1- Peggy is dead

 

            Even as I walked through St. Michael’s graveyard that cold morning in late December, I struggled to hold in a piss.

            I never understood why each time I needed to mourn someone, my bladder went haywire.

            It had happened at the wakes for uncles and aunts, even when I waited for the wake of my best friend, and later, my mother.

            Now, eleven years after Peggy’s death, as I marched up one row of graves and down another, looking for the headstone that was hers, it was all I could do to keep from peeing in my pants.

            I blamed the chill that had fallen over northern New Jersey like a shroud, bringing us deep into the heart of winter when the calendar said the official start was still days away.

            Weather forecasts hinted of a possible white Christmas.

            And I felt numb.

            I couldn’t keep the chill out of me even though I had wisely worn four or five layers of clothing, knowing that I might be in graveyard for a long time in search of Peggy’s grave.
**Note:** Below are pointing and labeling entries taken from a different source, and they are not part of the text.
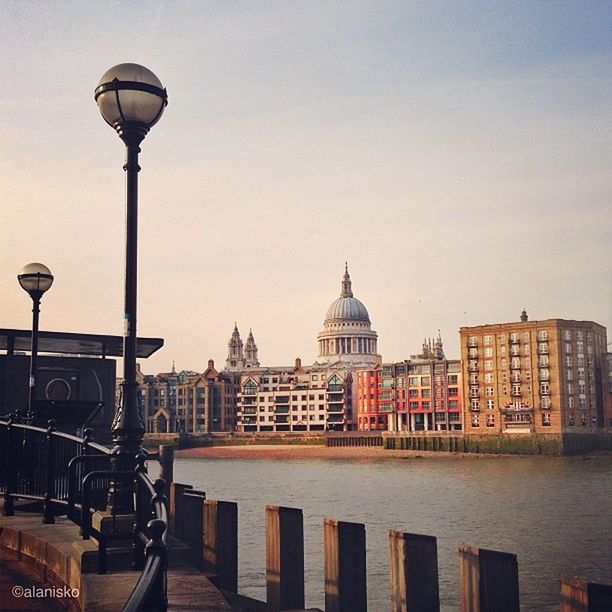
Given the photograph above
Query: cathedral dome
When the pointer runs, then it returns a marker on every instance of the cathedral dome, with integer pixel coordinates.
(347, 308)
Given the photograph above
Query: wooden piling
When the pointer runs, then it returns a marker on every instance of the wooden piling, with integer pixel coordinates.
(284, 558)
(488, 580)
(414, 572)
(345, 566)
(176, 509)
(220, 524)
(192, 528)
(578, 595)
(166, 462)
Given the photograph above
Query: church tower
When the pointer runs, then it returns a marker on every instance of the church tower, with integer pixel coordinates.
(250, 351)
(235, 353)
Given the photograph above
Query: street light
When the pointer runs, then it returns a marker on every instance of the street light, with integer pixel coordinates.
(131, 100)
(35, 278)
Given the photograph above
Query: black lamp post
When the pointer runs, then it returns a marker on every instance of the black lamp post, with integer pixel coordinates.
(35, 278)
(131, 100)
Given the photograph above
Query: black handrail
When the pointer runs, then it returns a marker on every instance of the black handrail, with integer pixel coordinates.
(150, 592)
(61, 469)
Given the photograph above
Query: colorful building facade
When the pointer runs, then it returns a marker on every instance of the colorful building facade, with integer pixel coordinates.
(422, 393)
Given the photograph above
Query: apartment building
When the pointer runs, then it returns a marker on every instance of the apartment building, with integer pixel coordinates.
(422, 393)
(189, 401)
(535, 377)
(282, 399)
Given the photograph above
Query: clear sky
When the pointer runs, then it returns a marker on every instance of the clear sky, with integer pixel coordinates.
(457, 154)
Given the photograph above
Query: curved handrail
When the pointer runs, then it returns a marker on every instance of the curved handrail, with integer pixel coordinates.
(58, 434)
(43, 464)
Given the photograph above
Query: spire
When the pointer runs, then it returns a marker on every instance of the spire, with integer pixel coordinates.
(347, 290)
(250, 351)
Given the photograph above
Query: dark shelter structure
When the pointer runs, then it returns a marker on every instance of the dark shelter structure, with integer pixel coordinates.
(76, 377)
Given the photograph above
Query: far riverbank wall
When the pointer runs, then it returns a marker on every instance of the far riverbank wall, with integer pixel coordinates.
(504, 444)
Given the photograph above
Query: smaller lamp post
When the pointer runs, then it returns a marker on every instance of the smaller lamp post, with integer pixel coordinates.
(35, 278)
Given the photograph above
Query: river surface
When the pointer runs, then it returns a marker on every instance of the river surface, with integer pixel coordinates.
(554, 513)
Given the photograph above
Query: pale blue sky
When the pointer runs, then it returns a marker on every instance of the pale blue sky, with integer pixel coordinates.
(457, 154)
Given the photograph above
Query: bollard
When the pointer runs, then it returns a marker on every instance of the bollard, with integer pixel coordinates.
(414, 572)
(284, 558)
(220, 552)
(166, 462)
(345, 566)
(488, 580)
(578, 595)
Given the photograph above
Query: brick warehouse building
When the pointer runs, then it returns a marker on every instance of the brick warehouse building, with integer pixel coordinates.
(542, 377)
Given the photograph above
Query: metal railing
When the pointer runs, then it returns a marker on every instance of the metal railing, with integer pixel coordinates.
(71, 476)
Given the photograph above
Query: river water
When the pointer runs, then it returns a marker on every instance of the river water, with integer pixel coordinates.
(554, 513)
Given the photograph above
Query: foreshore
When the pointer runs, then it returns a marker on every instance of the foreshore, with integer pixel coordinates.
(293, 451)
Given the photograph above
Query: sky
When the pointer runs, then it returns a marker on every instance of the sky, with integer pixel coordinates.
(457, 154)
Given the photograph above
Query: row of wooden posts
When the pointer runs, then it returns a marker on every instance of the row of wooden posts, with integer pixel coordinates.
(488, 580)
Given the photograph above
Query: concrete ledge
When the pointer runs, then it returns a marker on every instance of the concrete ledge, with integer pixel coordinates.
(62, 559)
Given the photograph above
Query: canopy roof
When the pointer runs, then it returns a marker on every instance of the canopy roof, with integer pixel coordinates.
(66, 343)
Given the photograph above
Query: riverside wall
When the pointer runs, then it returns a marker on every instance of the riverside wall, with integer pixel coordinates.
(455, 442)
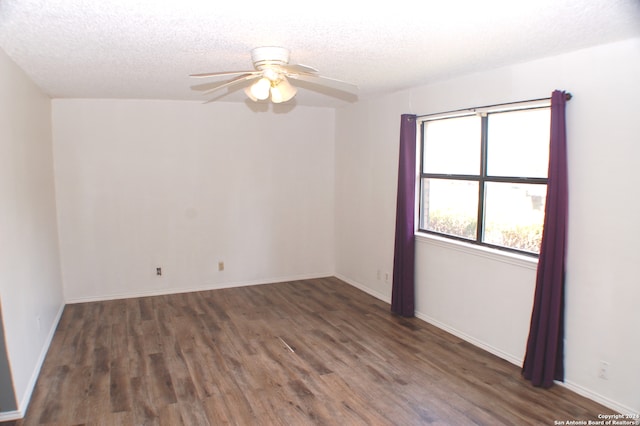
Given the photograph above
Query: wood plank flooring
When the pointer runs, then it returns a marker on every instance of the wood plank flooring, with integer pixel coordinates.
(314, 352)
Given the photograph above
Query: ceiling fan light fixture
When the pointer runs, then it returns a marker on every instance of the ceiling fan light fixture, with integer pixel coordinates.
(283, 91)
(260, 89)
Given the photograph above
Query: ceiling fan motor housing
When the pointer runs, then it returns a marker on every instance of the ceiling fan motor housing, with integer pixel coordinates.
(266, 56)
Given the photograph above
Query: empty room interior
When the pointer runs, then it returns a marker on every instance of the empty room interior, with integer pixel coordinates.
(180, 246)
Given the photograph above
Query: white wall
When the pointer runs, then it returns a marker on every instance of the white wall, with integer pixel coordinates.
(30, 284)
(182, 186)
(485, 298)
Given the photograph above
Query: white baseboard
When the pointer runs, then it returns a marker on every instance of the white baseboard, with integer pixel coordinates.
(26, 397)
(364, 288)
(482, 345)
(6, 416)
(217, 286)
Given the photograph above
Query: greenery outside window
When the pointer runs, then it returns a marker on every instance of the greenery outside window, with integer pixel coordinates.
(483, 176)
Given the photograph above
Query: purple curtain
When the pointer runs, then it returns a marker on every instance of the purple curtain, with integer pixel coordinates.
(544, 357)
(402, 292)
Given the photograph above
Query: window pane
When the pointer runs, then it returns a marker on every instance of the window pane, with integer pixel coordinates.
(452, 146)
(518, 143)
(514, 215)
(450, 207)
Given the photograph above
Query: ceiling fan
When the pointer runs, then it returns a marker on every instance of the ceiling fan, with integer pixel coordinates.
(271, 77)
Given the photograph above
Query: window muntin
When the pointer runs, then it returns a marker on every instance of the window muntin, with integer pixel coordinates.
(484, 177)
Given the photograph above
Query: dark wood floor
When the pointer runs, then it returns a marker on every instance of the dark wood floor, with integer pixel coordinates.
(296, 353)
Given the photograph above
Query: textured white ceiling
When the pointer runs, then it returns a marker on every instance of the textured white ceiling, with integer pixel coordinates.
(146, 49)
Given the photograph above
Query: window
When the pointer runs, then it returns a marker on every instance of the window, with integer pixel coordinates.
(483, 177)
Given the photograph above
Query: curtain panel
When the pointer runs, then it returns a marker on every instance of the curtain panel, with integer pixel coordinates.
(403, 292)
(544, 357)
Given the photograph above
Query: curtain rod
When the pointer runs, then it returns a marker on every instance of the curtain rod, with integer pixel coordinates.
(568, 97)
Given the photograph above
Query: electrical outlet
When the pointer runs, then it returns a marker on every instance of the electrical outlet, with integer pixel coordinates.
(603, 370)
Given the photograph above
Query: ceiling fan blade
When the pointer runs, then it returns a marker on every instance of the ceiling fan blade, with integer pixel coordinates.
(340, 85)
(220, 74)
(295, 68)
(232, 82)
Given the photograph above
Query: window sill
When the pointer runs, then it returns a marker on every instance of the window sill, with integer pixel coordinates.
(480, 251)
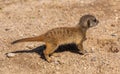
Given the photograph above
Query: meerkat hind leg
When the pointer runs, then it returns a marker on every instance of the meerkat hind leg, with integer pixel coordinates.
(50, 48)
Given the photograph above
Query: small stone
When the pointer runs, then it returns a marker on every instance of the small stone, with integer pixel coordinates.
(114, 49)
(10, 55)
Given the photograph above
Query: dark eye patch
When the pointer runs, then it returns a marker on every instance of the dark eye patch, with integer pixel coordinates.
(94, 20)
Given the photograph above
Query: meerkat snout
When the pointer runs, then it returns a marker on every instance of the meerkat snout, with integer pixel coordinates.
(88, 21)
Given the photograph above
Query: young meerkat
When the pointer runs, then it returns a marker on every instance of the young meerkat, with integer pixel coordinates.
(64, 35)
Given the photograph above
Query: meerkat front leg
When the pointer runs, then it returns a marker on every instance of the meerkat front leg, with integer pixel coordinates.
(50, 48)
(81, 49)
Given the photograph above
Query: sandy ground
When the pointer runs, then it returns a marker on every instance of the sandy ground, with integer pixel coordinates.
(28, 18)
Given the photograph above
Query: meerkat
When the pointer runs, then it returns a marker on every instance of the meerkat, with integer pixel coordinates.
(64, 35)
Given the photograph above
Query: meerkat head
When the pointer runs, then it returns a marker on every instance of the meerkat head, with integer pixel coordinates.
(88, 21)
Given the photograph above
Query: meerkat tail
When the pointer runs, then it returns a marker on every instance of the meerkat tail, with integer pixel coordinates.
(38, 38)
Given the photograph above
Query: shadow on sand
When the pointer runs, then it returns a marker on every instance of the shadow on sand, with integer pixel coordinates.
(39, 50)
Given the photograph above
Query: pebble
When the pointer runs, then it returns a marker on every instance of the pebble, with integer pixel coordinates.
(10, 55)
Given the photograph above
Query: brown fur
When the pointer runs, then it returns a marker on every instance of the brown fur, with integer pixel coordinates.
(64, 35)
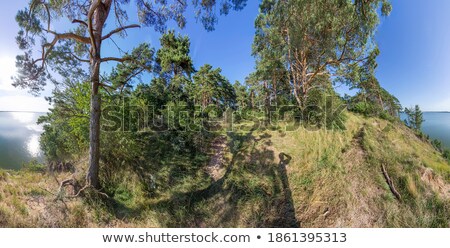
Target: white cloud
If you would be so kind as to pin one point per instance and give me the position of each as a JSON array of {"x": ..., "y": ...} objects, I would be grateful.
[{"x": 14, "y": 99}]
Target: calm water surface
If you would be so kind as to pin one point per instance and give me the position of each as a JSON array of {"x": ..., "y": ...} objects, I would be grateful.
[
  {"x": 19, "y": 136},
  {"x": 19, "y": 139},
  {"x": 437, "y": 125}
]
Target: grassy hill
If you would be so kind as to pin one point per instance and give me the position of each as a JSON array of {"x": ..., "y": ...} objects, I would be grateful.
[{"x": 258, "y": 178}]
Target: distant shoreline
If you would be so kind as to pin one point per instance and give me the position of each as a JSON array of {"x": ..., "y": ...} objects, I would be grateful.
[{"x": 34, "y": 112}]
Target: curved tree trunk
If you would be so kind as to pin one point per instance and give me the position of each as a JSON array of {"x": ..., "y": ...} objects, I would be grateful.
[{"x": 100, "y": 10}]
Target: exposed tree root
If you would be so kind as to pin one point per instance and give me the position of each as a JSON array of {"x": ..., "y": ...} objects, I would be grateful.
[{"x": 390, "y": 183}]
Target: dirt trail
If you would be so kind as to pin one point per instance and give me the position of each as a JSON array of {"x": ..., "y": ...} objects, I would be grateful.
[{"x": 215, "y": 166}]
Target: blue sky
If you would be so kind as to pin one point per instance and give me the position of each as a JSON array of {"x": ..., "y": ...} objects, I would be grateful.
[{"x": 414, "y": 41}]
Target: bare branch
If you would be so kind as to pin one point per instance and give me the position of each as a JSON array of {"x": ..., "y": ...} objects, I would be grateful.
[
  {"x": 80, "y": 22},
  {"x": 121, "y": 60},
  {"x": 120, "y": 29}
]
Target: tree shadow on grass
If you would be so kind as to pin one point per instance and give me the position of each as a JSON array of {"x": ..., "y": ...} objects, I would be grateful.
[{"x": 254, "y": 191}]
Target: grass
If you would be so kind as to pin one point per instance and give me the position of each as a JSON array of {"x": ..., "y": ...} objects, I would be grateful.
[{"x": 321, "y": 178}]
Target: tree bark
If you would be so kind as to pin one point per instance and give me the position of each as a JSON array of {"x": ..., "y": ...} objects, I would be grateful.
[{"x": 100, "y": 11}]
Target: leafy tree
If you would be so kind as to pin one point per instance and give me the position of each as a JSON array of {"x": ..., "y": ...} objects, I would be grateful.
[
  {"x": 63, "y": 51},
  {"x": 210, "y": 87},
  {"x": 242, "y": 95},
  {"x": 414, "y": 118},
  {"x": 316, "y": 37}
]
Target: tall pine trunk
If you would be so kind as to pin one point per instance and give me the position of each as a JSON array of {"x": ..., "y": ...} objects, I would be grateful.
[
  {"x": 98, "y": 21},
  {"x": 94, "y": 128}
]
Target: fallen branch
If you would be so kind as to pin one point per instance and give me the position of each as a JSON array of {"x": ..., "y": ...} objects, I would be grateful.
[{"x": 390, "y": 183}]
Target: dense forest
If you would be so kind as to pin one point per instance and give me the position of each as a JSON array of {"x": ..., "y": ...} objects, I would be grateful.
[{"x": 156, "y": 141}]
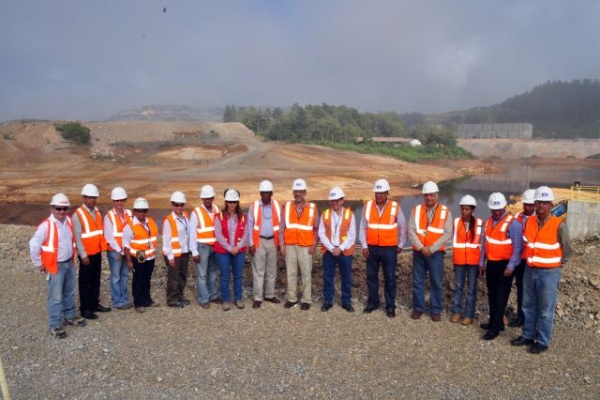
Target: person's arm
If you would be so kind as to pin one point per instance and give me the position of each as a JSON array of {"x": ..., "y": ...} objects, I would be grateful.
[{"x": 446, "y": 236}]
            Through the gloves, I could barely keep a grip on the single rose I intended to decorate the grave with.

            Like a fool, I had come with the mistaken notion that I would have no trouble finding her grave. Some how fate would lend its hand and point me in the right direction or that Peggy’s spirit would forgive me for the slights Peggy in life never had.

            So up and down the rows of grave stones I walked, growing older and more desperate for a toilet, promising Peggy’s spirit that I would not give up until I found the grave, despite my bladder.

            The fact that I had come eleven years after her burial only complicated matters. There was no fresh dug soil to provide me clues at to which stone her remains rested under. I didn’t know if she had a big store or a small stone, or was buried alone or with some family plot. So I could not afford to over look any of them, and so twisted and turned, my eyes straining to make out the complicated letters that made up the Polish and Ukrainian names for the exact combination that made up hers.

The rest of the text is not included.